Both methods help reduce lexical variability and group words sharing the same semantic root. It’s akin to the viola and violin tuning their notes to create a harmonious ensemble.
2.4. Syntactic Analysis (Parsing), Part-of-Speech Tagging (POS Tagging)
Syntactic analysis identifies a sentence’s structure—for instance, which is the subject, the verb, the object, which are the adverbial clauses, etc. Often referred to as “parsing,” it can be done using dependency systems or constituency trees.
POS tagging assigns each token a grammatical category (noun, verb, adjective, etc.). It’s crucial for deeper understanding: knowing whether “bank” is a noun (a place to sit, in French “banc”) or a verb, for instance, changes how the phrase is interpreted.
2.5. Semantic Analysis, Named Entity Recognition
Semantic analysis aims to grasp the meaning of words and sentences. This can include sentiment analysis (“Is the text positive, negative, or neutral?”), named entity recognition (people, places, organizations), coreference resolution (knowing which pronoun refers to which noun), and more.
Here the orchestra truly starts to play in harmony: each instrument (step) offers clues about what the text “means” and how its elements connect.
2.6. Final Output: Classification, Summarization, Translation, Generation
Finally, depending on the task, there can be a variety of final outputs: a label (spam/not spam), a translation, a summary, etc. Each context corresponds to a different “piece,” performed by the NLP orchestra.

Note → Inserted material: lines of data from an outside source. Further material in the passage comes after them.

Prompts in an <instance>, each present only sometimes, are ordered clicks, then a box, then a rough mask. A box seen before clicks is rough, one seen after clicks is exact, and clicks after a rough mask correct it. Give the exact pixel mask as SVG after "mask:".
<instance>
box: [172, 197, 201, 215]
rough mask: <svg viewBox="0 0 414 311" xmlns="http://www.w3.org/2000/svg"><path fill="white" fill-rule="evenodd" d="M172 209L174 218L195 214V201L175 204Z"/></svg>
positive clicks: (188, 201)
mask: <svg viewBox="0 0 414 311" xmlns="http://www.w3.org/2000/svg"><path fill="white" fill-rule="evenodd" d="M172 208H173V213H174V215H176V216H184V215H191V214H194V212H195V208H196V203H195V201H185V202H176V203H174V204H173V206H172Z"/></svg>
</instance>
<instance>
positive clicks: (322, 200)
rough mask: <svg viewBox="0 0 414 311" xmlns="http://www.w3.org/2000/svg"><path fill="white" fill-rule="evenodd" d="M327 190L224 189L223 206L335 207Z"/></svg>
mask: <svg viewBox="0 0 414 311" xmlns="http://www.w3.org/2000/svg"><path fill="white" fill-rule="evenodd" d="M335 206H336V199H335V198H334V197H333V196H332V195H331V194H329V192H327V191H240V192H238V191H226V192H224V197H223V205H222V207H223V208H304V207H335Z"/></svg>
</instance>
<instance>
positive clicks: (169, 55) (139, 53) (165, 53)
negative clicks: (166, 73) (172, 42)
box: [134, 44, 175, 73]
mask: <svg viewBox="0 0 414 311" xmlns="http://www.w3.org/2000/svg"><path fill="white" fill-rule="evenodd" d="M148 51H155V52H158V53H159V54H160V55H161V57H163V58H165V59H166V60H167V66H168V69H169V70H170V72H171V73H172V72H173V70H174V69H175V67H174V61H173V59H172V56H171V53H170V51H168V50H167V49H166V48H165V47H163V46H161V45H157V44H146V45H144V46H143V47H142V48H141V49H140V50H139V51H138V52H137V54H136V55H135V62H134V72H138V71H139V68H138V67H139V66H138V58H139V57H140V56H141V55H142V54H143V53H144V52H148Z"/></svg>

Of course, in modern LLMs, many of these steps are integrated or implicitly “learned.” But in practice, for targeted applications, we often still use these modules in a more modular fashion.
3. Main NLP Methods: Symbolic, Statistical, and Neural Scores
3.1. Symbolic Approaches
Based on explicit rules, these approaches attempt to model grammar, semantics, and vocabulary. The upside: they can be highly accurate in a narrow domain (e.g., legal contexts with specific coded rules). The downside: they require heavy human effort (linguists and IT experts) and do not generalize well.
3.2. Statistical Approaches
Here, we estimate probabilities from annotated corpora. For example, the probability that one word follows another or that a string of words belongs to a certain category. Classic examples include n-gram models, HMM (Hidden Markov Models), and CRF (Conditional Random Fields).
These approaches dominated NLP from the 1990s through the 2010s, enabling systems like statistical machine translation and large-scale named entity recognition. They can require substantial amounts of data, but generally are less resource-intensive than the most recent neural methods.